Though Gonzalez lived on Eastern Avenue, she spent a lot of time with friends in O'Donnell Heights, friends and family said. In early March, she had gotten a job at a McDonald's restaurant, just over the hill at the Baltimore Travel Plaza, east of Interstate 95. There, she worked afternoon shifts, according to a supervisor.
Berkley said Gonzalez liked to do "girly things" with her friends: dressing up, doing their hair, socializing with friends on the Web site MySpace.
Where Gonzalez died has had a long, slow history of decline. The federal government built O'Donnell Heights in 1943 to house workers from nearby industrial plants during World War II. It later became subsidized housing and has been rife with drug dealing and violence for years. The city is now in the process of shuttering it.
One elderly resident described the last few years of living there as "pure hell." Betty Blair, 76, said drug deals, shooting and murders happened outside her house over 45 years. Now, she's moving in with her daughter, "because my health is bad, and it's bad out here."
Yesterday, Washington, who had taken Gonzalez into her home in Delaware, visited the spot where the teen had been shot and spoke with people who knew her. Then she returned to the apartment where Gonzalez lived with William Zeno, the man she considered her father, and waited to speak with police detectives.
One thing that weighed heavy on Gonzalez, Washington said, was the death in 2001 of the woman who raised her, Elba Ortega. The woman suffered from diabetes, and Gonzalez regularly cared for her, giving her insulin shots when she needed them. One day, Gonzalez was pushing her in a wheelchair and hit a bump. Ortega tumbled out of her chair and broke her hip, Washington said. Her health deteriorated quickly, and she died, Washington said.
At 10 years old, Gonzalez had lost the woman who had taken her in after having been abandoned by her own mother when she was 9 months old. "She felt really guilty," Washington said. "I always tried to tell her it wasn't her fault."
Washington invited Gonzalez to live with her in Delaware. She obtained custody of the girl and had her enrolled in school in Newark. Gonzalez joined the cheerleading squad in the New Castle County League. In one photo, she is seen wearing her bright blue-and-yellow uniform.

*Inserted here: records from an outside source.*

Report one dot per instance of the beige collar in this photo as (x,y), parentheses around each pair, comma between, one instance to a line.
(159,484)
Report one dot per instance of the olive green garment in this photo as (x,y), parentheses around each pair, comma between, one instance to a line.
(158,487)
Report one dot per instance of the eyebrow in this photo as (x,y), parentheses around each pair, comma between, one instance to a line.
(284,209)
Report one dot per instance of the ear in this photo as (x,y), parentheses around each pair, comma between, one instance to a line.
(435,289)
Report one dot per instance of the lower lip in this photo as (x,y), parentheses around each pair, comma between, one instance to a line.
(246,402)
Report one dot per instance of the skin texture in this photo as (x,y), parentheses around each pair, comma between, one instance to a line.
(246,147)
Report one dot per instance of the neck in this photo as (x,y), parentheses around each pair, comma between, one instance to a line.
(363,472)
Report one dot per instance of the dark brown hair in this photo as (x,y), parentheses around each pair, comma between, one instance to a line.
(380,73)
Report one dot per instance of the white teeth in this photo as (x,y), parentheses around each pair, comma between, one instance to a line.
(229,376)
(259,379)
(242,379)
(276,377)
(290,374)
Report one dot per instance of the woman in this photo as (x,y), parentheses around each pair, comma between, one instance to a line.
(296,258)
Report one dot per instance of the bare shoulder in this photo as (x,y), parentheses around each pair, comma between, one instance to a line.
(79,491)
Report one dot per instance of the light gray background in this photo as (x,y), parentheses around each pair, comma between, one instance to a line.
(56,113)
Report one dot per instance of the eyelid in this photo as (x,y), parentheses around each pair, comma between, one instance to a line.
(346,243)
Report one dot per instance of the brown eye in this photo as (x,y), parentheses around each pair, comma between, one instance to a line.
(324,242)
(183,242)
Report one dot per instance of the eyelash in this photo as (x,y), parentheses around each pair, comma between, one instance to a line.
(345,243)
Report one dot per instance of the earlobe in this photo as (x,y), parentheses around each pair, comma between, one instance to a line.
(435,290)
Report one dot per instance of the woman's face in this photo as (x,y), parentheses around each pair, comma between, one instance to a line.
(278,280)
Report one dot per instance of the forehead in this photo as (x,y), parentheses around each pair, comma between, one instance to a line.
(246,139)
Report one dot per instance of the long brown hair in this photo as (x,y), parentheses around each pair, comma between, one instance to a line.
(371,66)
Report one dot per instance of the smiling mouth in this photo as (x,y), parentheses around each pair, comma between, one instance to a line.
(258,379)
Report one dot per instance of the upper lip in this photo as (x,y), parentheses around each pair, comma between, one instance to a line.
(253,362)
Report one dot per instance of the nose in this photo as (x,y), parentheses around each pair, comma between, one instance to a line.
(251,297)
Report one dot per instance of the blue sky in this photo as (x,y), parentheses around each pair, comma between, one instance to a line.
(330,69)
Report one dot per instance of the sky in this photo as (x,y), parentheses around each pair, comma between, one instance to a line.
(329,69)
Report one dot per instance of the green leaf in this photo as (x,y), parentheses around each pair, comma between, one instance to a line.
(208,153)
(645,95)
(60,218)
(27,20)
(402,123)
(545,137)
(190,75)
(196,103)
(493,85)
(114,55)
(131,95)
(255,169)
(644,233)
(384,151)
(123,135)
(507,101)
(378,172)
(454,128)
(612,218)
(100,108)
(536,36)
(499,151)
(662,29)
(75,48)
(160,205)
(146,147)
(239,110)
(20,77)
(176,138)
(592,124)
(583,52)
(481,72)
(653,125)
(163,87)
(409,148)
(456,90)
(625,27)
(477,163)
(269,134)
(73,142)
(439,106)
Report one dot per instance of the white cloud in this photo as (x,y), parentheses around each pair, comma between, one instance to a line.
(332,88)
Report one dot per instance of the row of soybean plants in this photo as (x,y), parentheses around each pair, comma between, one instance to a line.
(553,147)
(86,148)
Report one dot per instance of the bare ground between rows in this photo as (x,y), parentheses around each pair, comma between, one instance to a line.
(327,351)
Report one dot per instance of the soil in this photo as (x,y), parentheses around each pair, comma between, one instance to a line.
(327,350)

She began to discover Baltimore because Zeno, the man who helped raise her with Ortega, had moved to the city. While living in Delaware, she used to come down to visit him and made friends in the area, Washington said. She wanted to live with her father again, so Washington let her move in with him in a rowhouse on Eastern Avenue.
With tears in his eyes yesterday, Zeno, who speaks Spanish, talked about Gonzalez through an interpreter. "She was happy. ... She was a beautiful girl," he said. "When she was 4 months [old], I took care of her."
Last month, Washington said that she and Gonzalez traveled back to Cleveland so Zeno could begin the process of getting legal custody. But more recently, Washington said, Gonzalez had begun talking about returning to Delaware.
"It was different here for her," Washington said.
Washington said that a funeral was planned at the New Life Ministry Church in New Castle, Del., on Saturday and that Gonzalez's body would be sent to Cleveland for burial next to Ortega, the woman who took her in as an infant. "We had talked about it in the past," Washington said. "That's what she wanted."